CAR T is a type of personalized immunotherapy that uses a patient’s own T cells to target cancer cells. T cells are harvested from a patient and genetically engineered in a lab to add a specific receptor that targets cancer cells. The patient then undergoes lymphodepletion with chemotherapy to lower some of their existing normal immune cells to help the expansion of CAR T cells which are injected back into the patient, where they can go to work and attack the tumor.

Mathematical modeling has been used to help predict how CAR T cells will behave after being re-injected into patients; however, no study has yet examined how interactions between normal T cells and CAR T cells impact the dynamics of therapy, particularly how nonlinear T cell kinetics play a role in the odds of therapy success. . Moffitt researchers integrated clinical data with mathematical and statistical modeling to address these unknown factors.
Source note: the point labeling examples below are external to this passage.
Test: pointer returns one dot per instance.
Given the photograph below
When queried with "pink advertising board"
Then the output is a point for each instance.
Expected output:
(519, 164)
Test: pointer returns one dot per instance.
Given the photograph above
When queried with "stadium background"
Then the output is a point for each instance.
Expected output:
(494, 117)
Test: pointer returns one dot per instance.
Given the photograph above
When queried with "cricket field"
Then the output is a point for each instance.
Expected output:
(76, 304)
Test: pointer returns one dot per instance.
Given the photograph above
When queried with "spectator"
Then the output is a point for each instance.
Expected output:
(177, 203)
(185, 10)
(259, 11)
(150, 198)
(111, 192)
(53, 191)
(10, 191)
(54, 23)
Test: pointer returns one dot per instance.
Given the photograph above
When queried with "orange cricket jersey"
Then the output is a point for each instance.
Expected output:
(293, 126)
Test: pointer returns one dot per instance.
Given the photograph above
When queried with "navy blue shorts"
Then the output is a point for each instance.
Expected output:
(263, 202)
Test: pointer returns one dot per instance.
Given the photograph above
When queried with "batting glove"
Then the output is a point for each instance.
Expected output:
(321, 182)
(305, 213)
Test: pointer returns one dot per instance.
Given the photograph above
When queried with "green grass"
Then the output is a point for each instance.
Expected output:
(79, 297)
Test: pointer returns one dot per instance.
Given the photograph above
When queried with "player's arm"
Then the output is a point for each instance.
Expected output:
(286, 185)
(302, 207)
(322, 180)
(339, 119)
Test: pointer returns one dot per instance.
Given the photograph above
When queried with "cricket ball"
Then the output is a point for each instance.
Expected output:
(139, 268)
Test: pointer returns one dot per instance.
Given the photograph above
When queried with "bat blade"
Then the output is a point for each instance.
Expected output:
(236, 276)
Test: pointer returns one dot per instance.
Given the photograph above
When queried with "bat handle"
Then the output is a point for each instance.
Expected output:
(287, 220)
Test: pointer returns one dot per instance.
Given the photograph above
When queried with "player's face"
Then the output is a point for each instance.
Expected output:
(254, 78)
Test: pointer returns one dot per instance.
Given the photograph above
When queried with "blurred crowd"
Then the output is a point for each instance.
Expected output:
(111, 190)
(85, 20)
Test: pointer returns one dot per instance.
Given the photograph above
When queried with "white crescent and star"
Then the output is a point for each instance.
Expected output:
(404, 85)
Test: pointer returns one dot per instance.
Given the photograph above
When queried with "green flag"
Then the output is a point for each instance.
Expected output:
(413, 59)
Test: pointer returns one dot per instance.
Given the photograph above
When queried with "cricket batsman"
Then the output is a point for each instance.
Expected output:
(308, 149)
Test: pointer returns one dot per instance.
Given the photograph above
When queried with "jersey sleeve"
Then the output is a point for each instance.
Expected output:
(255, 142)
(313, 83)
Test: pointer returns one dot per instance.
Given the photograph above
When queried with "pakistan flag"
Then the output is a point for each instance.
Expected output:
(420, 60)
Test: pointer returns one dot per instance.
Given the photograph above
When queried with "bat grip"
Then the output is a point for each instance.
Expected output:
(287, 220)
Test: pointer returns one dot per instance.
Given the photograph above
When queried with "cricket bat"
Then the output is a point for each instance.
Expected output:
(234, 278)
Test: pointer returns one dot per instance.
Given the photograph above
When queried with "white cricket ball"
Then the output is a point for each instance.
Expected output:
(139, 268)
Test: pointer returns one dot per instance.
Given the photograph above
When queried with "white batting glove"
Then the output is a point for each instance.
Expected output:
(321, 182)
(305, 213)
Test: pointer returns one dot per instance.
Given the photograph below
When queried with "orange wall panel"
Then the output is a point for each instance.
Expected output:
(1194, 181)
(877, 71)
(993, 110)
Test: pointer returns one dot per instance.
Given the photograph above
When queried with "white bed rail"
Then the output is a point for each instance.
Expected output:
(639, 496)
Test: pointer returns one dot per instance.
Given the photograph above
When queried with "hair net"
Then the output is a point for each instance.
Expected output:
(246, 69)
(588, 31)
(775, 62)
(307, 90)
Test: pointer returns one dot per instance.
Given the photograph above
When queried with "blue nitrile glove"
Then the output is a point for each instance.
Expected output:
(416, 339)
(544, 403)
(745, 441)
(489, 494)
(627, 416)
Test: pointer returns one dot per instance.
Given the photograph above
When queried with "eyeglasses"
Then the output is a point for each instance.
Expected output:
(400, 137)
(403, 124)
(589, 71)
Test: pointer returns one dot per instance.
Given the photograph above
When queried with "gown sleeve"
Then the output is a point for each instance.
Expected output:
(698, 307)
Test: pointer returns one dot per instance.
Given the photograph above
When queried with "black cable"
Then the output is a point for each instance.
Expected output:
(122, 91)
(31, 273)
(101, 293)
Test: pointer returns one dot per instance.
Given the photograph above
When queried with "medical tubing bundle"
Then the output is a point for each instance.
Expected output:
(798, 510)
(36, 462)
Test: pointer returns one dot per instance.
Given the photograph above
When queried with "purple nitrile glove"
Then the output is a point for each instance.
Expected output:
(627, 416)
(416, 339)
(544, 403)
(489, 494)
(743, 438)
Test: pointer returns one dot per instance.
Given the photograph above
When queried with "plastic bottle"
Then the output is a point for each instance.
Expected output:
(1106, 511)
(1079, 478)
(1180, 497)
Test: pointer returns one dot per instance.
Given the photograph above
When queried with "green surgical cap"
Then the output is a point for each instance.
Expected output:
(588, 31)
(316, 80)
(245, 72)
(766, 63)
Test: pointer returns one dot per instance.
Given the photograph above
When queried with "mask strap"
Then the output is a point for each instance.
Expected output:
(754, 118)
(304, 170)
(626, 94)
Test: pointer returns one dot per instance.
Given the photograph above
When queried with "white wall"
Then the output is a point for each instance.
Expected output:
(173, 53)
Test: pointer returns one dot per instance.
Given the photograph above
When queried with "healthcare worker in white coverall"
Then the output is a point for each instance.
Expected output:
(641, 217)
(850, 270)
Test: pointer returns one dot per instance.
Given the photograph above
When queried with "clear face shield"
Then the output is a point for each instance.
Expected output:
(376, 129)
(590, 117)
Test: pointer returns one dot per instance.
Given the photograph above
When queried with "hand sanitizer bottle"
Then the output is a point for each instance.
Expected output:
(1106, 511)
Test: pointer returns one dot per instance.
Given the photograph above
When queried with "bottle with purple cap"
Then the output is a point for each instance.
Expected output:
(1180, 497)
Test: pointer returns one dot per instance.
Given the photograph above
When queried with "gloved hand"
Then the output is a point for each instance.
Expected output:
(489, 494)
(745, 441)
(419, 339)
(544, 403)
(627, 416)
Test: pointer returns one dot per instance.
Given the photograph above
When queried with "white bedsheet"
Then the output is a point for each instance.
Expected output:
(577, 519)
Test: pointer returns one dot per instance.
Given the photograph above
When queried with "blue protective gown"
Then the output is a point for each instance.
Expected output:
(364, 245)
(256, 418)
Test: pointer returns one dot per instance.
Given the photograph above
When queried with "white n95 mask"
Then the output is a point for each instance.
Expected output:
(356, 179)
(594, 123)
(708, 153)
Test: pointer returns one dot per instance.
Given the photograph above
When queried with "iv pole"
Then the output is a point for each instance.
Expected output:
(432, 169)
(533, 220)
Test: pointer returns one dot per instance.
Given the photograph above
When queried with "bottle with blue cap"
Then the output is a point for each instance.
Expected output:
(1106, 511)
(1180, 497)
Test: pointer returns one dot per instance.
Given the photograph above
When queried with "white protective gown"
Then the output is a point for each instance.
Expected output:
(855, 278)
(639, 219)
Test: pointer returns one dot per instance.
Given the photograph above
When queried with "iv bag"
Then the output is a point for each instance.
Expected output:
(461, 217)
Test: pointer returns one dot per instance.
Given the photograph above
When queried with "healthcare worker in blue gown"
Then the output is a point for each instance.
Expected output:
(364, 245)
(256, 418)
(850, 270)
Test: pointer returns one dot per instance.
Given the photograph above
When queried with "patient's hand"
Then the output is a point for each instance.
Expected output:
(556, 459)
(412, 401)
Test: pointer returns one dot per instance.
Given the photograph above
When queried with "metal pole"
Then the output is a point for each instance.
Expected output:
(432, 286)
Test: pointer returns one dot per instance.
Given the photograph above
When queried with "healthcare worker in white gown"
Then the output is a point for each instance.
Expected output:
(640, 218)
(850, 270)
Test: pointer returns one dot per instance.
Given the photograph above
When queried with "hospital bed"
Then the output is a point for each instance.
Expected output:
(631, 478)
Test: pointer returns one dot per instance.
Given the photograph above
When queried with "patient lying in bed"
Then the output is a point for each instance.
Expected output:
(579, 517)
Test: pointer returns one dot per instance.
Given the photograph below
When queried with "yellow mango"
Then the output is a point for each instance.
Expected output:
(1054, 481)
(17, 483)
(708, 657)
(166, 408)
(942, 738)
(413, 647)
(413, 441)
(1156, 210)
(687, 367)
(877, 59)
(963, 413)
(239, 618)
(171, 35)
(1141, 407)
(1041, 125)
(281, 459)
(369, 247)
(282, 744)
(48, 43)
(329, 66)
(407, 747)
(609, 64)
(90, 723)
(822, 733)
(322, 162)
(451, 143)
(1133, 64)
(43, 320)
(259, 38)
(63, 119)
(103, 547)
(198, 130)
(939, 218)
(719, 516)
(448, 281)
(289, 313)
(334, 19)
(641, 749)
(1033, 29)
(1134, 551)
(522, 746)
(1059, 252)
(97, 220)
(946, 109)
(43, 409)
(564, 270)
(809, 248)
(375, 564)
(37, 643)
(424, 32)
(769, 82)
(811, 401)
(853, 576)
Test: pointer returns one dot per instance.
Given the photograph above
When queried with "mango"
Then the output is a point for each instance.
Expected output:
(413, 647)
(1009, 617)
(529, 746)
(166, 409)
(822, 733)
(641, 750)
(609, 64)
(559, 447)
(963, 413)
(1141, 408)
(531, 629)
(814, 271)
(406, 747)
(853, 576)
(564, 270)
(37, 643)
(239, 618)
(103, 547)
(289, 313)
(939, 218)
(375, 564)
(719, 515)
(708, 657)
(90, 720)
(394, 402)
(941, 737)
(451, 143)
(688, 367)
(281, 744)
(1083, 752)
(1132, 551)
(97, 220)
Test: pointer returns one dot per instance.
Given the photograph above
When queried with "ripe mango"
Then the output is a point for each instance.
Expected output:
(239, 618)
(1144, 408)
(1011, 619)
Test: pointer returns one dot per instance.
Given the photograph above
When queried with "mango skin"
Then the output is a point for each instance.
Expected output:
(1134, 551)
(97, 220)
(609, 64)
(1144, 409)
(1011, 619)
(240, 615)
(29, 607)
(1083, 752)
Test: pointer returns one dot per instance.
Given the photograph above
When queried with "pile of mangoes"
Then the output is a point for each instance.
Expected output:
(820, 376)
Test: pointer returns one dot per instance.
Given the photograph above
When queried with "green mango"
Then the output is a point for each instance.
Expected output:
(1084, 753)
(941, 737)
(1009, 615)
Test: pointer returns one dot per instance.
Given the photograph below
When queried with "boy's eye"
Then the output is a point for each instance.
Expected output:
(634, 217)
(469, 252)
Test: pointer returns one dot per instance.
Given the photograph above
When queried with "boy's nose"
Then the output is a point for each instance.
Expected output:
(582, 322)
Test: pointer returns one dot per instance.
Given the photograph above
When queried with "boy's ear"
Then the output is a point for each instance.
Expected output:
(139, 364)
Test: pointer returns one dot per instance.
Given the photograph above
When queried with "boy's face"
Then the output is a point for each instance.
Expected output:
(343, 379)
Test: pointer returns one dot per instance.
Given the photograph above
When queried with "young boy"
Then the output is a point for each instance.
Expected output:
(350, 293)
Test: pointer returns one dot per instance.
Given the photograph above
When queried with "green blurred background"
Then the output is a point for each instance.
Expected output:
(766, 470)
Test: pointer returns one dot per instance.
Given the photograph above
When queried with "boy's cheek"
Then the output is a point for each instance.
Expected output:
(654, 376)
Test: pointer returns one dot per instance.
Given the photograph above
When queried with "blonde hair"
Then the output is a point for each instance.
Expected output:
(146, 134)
Researchers demonstrate that CAR T cells are effective because they expand rapidly after being injected back into the patient; however, modified T cells have been shown to compete with existing normal T cells, which may limit their ability to grow.

“The success of the treatment depends primarily on the ability of the CAR T cells to multiply in the patient, and this directly depends on the effectiveness of lymphodepletion which reduces normal T cells before the infusion of CAR T,” said Frederick Locke. , MD, co-lead author of the study and vice chair of the department of blood and bone marrow transplantation and cell immunotherapy at Moffitt.

In their model, the researchers found that tumor eradication is a random event, but potentially highly probable. Despite this randomness of cure, the authors demonstrated that the differences in timing and likelihood of recovery are largely determined by the variability between patients and the factors of the disease. The model confirmed that healings tend to occur early, within 20 to 80 days of the decline in CAR T cell numbers, while disease progression tends to occur over a wider range of time between 200 and 500 days after treatment.

The researchers’ model could also be used to test new treatments or come up with sophisticated clinical trial designs. For example, the researchers used their model to demonstrate that another round of CAR T cell therapy would require a second lymphodepletion with chemotherapy to improve patient outcomes.

“Our model confirms the hypothesis that sufficient lymphodepletion is an important factor in determining a sustainable response. Improving the adaptation of CAR T cells to grow further and survive longer in vivo could lead to an increase the likelihood and duration of response, ”said Philipp Altrock, PhD, lead author of the study and associate member of Moffitt’s Integrated Mathematical Oncology Department.